真珠湾攻撃以前、長男のオボはカリフォルニア州ガーデナで歯科医として働いており、次男のチェボは南カリフォルニア大学の歯学部3年生だった。三男のサンボは1939年にカリフォルニア大学ロサンゼルス校(UCLA)を卒業し、ミルウォーキーのマルケット大学医学部の2年生だった。軍の管轄外に住むことで投獄を免れた。長女のチコは1940年にカリフォルニア大学ロサンゼルス校(UCLA)を卒業し、メアリーはバークレーのカリフォルニア大学医学部の1年生だった。リリーはUCLAの学部生で、末っ子のボーは10年生だった。
マンザナーの砂嵐と強風のせいで、チコは気管支喘息を発症した。「彼女はぜいぜいと喘鳴が止まらなかった」と、今は引退した医師である姉のメアリー(坂口)オダ博士は回想する。チコは重度の喘息発作に襲われ、26歳で亡くなった。
風やほこりにも敏感だった家長の四一郎は、やがて鼻咽頭がんを発症した。「今医者になって振り返ってみると、父の喉の奥に小さな腫瘍があったに違いありません」と坂口三宝医師は言う。「そして収容所のほこりがその腫瘍の成長を促したのだと思います。」
父親が病気になった後、オボは母親の要請でヒラ川(アリゾナ州)からマンザナーに移ったが、すぐに激しい腹痛に襲われた。腸閉塞を起こし、胃がんと診断され、1944年に家族で3人目の死者となり、32歳で亡くなった。
キャンプ生活による肉体的なダメージの真っ只中、精神的ストレスがついに家族の末娘を襲いました。ユタ大学で成績優秀だったリリーは、神経衰弱で入院しました。治療を受けた後、彼女はマンザナーに戻り、後にペンシルベニア大学で学業を修了しました。彼女は家族で初めて、そして唯一、アイビーリーグの大学を卒業しました。
収容所がこの勇敢で才能豊かな家族に与えた多大な苦難にもかかわらず、死去する前に、志一郎は、この国に来たことについては後悔していない、と語っていた。「7人の子供がいるのに、全員を日本の大学に、5人を医学部と歯学部に送ることは不可能だからだ」
しかし、戦争は妻の久次に最も大きな打撃を与えました。1953年に心臓病で亡くなったのは、心痛に満ちた人生に悲劇的な結末をもたらしました。

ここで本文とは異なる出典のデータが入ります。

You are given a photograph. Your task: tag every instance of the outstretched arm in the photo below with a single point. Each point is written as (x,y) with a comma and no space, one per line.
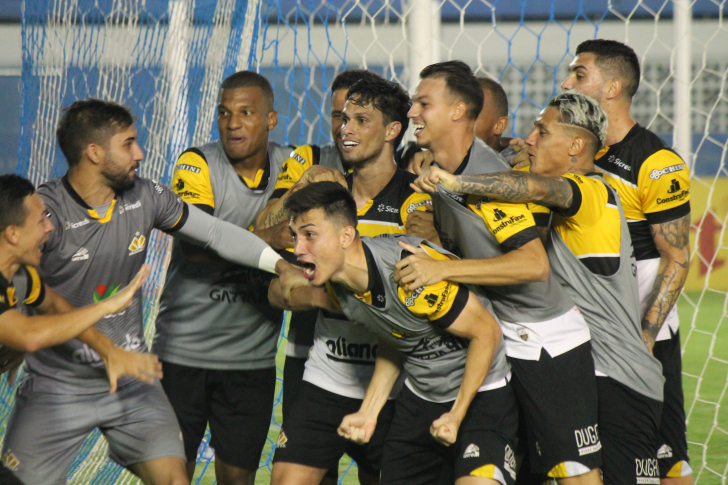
(508,186)
(673,243)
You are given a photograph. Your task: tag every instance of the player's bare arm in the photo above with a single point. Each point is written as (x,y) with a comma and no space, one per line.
(507,186)
(673,243)
(359,427)
(63,322)
(525,264)
(476,324)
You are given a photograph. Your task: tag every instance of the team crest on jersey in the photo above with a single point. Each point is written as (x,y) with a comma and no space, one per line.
(137,244)
(10,461)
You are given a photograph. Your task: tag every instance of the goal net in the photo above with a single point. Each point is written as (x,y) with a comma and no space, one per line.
(165,60)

写真: カリフォルニア州ノースハリウッドの坂口家 (1935 年 8 月 10 日)。左から右へ: ジョージ ハヤカワ (家族の親しい友人)、ボー トシヨシ、チコ チエコ、メアリー、リリー、ヒサジ、シイチロウ、オボ トシカズ、カネコ氏、チェボ トシタク、サンボ スケノブ。オボ、チェボ、サンボはイーグル スカウト (ボーイスカウトの最高位) の制服を着用。日系アメリカ人医師会寄贈 (2005.138)
* この記事はもともと、 Japanese American National Museum Member Magazine の 2006 年冬号に掲載されました。